Cave and archaeological site in Poland

Paradise Cave (Jaskinia Raj, /pl /) is a horizontal karstic limestone cave located inside the Malik hill, to the south of Kielce, Świętokrzyskie Voivodship, Poland.

It is part of the "Red tourist trail Chęciny - Kielce" in the Świętokrzyskie Mountains (Holy Cross Mountains).

== Description ==
The cave has a length of 240 m and vertical range of 9.5 m however, only a section of 180 m length and two entrances are open to visitors. Despite its small size it is regarded as one of Poland's most beautiful caves and attracts numerous visitors. Its corridors lead through five chambers and caverns, that are ornamented with speleothems, such as stalactites, stalagmites and columns of calcified rock deposited over tens of thousands of years. In order to maintain an internal temperature of 8 to 10 C and 95 percent humidity required to preserve the cave's historical value and ecological integrity a maximum of fifteen people accompanied by a guide are admitted to enter the cave every fifteen minutes. In front of the entrance is an info center illuminated by optical fiber, that exhibits the cave's archeological and paleontological discoveries that include a replica of a Neanderthal camp, Mousterian assemblages and fossilized bones of contemporary Paleolithic fauna.

== Archaeology ==

===History===
The cave was discovered in 1963 by Józef Kopeć and Feliks Wawrzeńczak, students of a local technical school.

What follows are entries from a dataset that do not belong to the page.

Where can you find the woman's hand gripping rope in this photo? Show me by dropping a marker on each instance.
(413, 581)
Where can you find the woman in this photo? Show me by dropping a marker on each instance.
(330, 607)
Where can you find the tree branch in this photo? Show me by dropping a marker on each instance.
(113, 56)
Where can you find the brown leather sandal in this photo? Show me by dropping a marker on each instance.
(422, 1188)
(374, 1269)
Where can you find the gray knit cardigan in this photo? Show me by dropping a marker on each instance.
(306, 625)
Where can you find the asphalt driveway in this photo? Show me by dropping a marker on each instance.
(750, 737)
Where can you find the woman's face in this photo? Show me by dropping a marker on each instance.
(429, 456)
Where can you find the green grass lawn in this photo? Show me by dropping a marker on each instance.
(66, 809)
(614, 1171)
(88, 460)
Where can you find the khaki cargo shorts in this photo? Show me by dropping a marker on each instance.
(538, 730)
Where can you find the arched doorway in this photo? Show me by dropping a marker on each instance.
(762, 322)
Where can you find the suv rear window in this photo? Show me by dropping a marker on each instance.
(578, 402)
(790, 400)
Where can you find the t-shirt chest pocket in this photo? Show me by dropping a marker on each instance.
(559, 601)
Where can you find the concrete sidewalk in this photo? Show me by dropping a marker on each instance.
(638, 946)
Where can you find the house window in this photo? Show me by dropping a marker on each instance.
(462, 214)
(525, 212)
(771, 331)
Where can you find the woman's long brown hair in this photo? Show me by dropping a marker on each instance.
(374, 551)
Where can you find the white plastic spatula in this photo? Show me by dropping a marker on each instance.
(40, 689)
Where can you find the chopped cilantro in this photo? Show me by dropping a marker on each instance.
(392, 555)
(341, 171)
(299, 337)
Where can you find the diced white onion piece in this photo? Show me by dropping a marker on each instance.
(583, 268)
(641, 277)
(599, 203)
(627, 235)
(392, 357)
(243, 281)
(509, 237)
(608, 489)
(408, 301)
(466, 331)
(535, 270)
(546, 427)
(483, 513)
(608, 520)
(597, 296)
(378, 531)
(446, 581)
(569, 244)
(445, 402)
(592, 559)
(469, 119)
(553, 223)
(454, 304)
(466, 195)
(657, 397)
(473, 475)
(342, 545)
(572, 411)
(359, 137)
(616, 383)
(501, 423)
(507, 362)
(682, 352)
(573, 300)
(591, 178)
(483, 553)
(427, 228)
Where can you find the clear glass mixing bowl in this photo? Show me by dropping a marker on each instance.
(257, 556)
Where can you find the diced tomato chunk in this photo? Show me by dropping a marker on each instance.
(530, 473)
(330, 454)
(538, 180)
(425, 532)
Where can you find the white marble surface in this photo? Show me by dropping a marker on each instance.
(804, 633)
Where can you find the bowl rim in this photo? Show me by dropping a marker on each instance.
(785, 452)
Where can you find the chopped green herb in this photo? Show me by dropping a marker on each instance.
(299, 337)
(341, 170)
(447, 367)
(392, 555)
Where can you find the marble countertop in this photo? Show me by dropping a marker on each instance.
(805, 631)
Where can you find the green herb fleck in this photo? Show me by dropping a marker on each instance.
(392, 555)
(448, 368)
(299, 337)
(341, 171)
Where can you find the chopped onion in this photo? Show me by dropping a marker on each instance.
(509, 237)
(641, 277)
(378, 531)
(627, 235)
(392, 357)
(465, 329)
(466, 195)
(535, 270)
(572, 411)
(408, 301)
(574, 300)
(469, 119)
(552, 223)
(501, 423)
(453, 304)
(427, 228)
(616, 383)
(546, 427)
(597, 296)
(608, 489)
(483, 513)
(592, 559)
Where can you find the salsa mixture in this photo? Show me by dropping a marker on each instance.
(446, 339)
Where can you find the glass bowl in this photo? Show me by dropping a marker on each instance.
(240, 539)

After extensive research and documentation by Tymoteusz Wróblewski and Zbigniew Rubinowski, geologists at the Świętokrzyskie branch of the Polish Geological Institute it was opened to the public in 1972.

===Discoveries===
The limestones the cave formed in, date from the Middle Devonian epoch, approximately 350 million years ago. In the sub-recent cave deposits, there are traces of occupancy by Neanderthal dating back to the late Pleistocene, 50 to 60 thousand years ago. Remains and fossils of Cave hyena and cave bear, that inhabited the cave and countless bones of mammalian species, such as Woolly rhinoceros and mammoths were unearthed at the site.